For the elite tennis player, showing up to every match alert, refreshed and at the top of your game is essential for success. One key component to on-court success is the use of recovery massage.

Recovery massage focuses on three key areas: 

  • Restoration of the whole body
  • Prevention from injury through early identification and treatment of problem areas
  • Preparation of the mind and body for competition or training


Understanding why, how and when to have a recovery massage is an important aspect of your preparation and performance in tennis.


Recovery Massage:

  • Increases blood and lymph circulation helping muscles to recover
  • Decreases muscle soreness and shortens recovery time by removing waste products
  • Helps muscle endurance and power output when playing multiple matches • Reduces muscle fatigue
  • Restores/improves flexibility
  • Helps calm the nervous system and relaxes the body
  • Helps prevent injuries


"Flushing" is not a massage method. It is the result of the combination of techniques

Recovery massage may include the following techniques:

Longitudinal strokes:

Method: Initially, the stroke is applied slowly and with light pressure. It is a long flowing, broad stroke to warm the soft tissues and help with relaxation. The stroke provides sensory feedback to the therapist about areas of soft tissue tightness or restrictions that may require treatment to reduce the risk of injury. The stroke is then applied gradually to deeper levels.

Results: 1. Helps to realign muscle fibres for stretch and allows them to contract and relax without restriction. 2. Reduces inflammation and supports muscle regeneration. 3. Blood flow and lymphatic drainage can be improved.


Method: A rhythmical lifting, rolling and squeezing technique of tissues.

Results: Encourages a reflexive relaxation of the muscles and connective tissue softening.


Method: This technique can be applied broadly across a muscle or group of muscles.

Results: Encourages blood circulation, connective tissue softening and muscle relaxation when applied at a superficial level. Longitudinal strokes should follow compression strokes to further encourage tissue alignment and blood flow.

Broad Cross Fibre Friction:

Method: Applied across a muscle or group of muscles, the aim is to separate the muscle and fascial (tissue) adhesions that may have restricted blood flow.

Results: Improves nutrient supply to the muscles which helps speed post exercise muscle repair.

Vibration or Shaking:

Method: Gentle shaking to assess the soft tissues mobility.

Results: Further relaxes the soft tissues and allows them to move more easily.

Light Stretching:

Method: Lengthening and elongating the muscle fibres in a controlled way, using a variety of methods.

Results: Relaxes the muscles and improves flexibility.

Ice Massage:

Method: Rubbing an ice bag or ‘ice in a cup’ over the skin.

Results: When the cold is removed, blood, which is full of nutrients, floods back into the area and re-oxygenates the tissues. Cools soft tissues, minimises inflammation and promotes healing.

Other techniques may be applied depending on what you and the massage therapist discover about the condition of your body in the recovery massage session.


When receiving a recovery massage remember the following:

1. Schedule the massage 1-3 hours after your match or training (practice/fitness).
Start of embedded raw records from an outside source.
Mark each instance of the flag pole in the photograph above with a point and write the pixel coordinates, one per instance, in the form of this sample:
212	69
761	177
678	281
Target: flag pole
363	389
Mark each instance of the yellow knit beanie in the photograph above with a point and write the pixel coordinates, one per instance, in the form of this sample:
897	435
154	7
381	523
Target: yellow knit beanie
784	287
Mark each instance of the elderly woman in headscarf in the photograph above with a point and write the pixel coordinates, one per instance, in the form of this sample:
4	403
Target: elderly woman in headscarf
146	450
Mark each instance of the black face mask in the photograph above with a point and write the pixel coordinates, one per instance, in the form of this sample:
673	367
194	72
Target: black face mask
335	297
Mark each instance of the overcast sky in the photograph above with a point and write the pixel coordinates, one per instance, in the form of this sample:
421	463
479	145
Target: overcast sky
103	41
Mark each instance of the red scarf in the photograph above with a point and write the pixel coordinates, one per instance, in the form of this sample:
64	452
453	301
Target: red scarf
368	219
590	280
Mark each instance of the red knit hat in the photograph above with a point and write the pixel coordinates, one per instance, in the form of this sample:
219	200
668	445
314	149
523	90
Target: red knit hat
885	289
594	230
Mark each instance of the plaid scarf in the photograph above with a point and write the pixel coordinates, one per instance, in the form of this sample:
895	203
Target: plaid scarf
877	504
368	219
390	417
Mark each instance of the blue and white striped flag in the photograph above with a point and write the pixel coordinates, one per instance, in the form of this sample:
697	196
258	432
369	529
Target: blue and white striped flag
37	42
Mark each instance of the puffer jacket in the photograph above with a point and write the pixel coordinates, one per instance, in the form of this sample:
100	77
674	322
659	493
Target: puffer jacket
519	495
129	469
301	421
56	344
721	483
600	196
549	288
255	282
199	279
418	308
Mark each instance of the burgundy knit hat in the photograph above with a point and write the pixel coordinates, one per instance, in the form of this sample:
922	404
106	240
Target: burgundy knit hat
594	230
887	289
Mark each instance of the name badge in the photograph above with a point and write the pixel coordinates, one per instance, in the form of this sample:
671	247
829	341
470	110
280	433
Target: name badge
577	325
Ideally, recovery massage is most effective 30-60 minutes post-match, or post training, but no longer than 24 hours later.

2. A recovery massage can be completed within 15-30 minutes, depending on the area. If specific areas require treatment, this can be carried out immediately after the recovery massage or at a later time and preferably no later than the next day.
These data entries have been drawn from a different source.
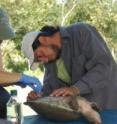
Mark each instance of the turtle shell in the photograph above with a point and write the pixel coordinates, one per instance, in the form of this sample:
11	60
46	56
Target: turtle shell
55	108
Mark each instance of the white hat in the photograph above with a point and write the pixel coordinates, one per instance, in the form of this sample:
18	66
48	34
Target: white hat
6	31
27	42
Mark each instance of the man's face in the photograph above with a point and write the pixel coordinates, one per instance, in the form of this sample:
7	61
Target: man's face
46	52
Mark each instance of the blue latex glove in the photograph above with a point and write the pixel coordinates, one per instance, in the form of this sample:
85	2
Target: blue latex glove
33	82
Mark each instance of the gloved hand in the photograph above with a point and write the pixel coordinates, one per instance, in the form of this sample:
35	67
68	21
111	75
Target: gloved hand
33	82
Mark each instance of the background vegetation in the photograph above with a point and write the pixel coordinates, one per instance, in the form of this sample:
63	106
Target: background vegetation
29	15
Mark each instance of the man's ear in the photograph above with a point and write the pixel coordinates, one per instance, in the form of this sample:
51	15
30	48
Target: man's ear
43	40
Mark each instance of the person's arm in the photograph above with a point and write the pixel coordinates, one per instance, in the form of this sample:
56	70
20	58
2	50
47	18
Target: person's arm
98	63
7	78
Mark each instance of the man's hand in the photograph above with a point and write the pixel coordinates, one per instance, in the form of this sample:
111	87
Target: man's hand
32	95
33	82
66	91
3. Recovery massage is not deep tissue. Lighter long flowing strokes are used to align soft tissue fibres, promote blood flow and lymph drainage, quiet the nervous system and slow the breathing, relaxing the whole body.

4. Be actively involved in your massage sessions. Recovery massage is an ‘awareness’ time for you. Use this time to ‘tune in’ to your body and provide feedback to the massage therapist. Understand what your body is telling you. How have you coped physically, mentally and emotionally with the challenges of competition and life on the road? Developing self-awareness may help you to understand your specific and individual requirements and your state of readiness to perform.

5. Turn off your phone! Have some proper ‘time out’ and be fully engaged with the therapy process. Psychological benefits, including greater calmness, can result in insight and focus when you allow yourself to pay attention to your body and the massage. This will help your tennis performance.

6. Always use a qualified and experienced sports massage therapist. They have your goal in mind. Correct application will assist your recovery and prepare you for the next match. The WTA offers certified massage therapists at each event.

Massage therapy treatment works best in conjunction with adequate hydration, a tennis specific nutritional regime, regular stretching, psychological relaxation and mindfulness methods and a minimum of 7-9 hours’ sleep each night. Together these assist the restorative processes for the tennis player.

When properly rested, the body can perform optimally during training and competition.